With provider-managed notifications, you implement a notification strategy that is similar to the second approach, except that your notifications provider must track notifications and is responsible for recovering and resolving notifications in case of failure. In this situation, your notifications provider monitors the data store, collects and maintains information about changes to the store, periodically notifies the Indexer with a list of items that need indexing, receives status updates from the Indexer, and re-sends notifications in case of failure. Obviously, this option is non-trivial and is not recommended unless you expect incremental crawls of your data store to hinder performance significantly and you require granular control over or insight into the indexing status.

Implementing Indexer-managed Notifications

Indexer-managed notifications enable you to control access to your data store while freeing you of maintaining the notifications queue throughout the entire indexing process.
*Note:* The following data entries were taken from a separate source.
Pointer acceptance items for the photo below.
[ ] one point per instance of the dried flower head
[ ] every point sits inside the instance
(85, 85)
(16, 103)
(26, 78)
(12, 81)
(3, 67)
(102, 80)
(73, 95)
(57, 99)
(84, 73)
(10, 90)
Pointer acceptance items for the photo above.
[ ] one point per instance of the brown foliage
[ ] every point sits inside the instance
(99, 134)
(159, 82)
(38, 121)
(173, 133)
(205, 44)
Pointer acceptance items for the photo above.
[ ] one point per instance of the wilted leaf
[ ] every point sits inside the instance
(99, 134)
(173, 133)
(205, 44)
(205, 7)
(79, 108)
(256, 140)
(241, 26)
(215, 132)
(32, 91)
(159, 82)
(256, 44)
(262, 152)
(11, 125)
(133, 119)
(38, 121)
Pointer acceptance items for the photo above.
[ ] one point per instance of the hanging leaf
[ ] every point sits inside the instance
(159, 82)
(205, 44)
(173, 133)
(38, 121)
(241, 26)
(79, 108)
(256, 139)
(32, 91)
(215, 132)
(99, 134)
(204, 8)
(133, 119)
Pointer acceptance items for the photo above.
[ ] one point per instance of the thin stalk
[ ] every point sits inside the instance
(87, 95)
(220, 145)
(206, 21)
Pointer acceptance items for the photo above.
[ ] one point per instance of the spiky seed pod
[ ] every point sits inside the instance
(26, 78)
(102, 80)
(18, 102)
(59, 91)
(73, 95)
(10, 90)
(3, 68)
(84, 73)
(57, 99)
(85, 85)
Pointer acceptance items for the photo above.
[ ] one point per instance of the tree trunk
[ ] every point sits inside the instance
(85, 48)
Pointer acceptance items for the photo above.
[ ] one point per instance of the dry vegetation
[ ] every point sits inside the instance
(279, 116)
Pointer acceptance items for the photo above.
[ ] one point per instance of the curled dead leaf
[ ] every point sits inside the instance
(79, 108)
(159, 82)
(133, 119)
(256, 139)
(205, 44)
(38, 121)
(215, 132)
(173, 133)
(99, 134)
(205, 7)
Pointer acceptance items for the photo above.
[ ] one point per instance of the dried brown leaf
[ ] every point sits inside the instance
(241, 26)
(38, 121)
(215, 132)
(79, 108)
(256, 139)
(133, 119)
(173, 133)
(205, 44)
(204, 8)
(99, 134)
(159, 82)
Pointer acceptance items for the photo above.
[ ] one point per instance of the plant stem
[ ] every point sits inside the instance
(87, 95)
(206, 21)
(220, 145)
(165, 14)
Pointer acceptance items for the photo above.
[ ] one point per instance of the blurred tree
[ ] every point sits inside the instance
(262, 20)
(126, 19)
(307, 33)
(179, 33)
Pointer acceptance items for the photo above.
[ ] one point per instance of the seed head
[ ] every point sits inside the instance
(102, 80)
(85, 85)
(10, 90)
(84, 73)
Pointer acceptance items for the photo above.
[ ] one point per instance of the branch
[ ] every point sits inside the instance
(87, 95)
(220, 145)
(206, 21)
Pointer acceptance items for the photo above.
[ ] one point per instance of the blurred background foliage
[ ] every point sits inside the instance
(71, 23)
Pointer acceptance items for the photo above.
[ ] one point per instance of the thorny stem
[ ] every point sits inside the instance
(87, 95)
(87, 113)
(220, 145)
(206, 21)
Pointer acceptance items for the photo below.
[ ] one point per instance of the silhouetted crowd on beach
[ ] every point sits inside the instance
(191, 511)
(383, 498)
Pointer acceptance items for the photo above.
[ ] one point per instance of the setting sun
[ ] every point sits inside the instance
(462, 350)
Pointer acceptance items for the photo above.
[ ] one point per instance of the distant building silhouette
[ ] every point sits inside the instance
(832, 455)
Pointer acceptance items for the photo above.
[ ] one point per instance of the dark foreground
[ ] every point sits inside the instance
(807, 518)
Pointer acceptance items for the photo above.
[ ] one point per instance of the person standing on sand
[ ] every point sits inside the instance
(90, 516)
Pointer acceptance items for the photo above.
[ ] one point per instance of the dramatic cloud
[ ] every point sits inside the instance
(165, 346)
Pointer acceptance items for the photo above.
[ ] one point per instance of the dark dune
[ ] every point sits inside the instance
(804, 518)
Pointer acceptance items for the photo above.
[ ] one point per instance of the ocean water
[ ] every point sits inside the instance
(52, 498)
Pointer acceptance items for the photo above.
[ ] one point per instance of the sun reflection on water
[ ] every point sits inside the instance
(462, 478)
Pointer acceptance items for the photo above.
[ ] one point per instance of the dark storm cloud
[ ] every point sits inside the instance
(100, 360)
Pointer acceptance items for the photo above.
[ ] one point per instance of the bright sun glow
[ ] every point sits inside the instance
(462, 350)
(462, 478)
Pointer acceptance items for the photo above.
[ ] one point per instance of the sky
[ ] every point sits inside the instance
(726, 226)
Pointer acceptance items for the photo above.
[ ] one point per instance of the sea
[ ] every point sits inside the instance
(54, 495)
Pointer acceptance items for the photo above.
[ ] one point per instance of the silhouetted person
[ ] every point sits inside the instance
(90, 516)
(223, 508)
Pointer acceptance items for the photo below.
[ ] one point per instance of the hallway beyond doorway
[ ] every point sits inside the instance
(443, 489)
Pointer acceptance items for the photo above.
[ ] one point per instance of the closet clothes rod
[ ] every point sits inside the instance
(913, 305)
Your notifications provider must monitor changes to the data store and create a notifications queue. Periodically, your provider sends a batch of change notifications to the Indexer. When the Indexer receives your notifications, it returns an acknowledgement and you can remove the item(s) from your queue. If after a period of time you do not receive an acknowledgement, you can re-send the notifications. In case of failure, the Indexer rebuilds its internal queue of items to crawl or performs an incremental crawl of the store.

To implement Indexer-managed notifications, you need to implement the following:

  • A mechanism for monitoring changes in your data store.
  • A data structure to queue up information (multiple SEARCH_ITEM_PERSISTENT_CHANGE structures) about those changes.
  • ISearchPersistentItemsChangedSink interface to send your notifications to the Indexer and to get notification acknowledgements from the Indexer.

Notifications Queue

You need to monitor and queue up every change in your data store to send to the Indexer as a notification. How many notifications you queue up and how frequently you send them to the Indexer depends on your circumstance. Perhaps you send a batch of notifications for every n number of changes or after some t time interval, or a combination of the two.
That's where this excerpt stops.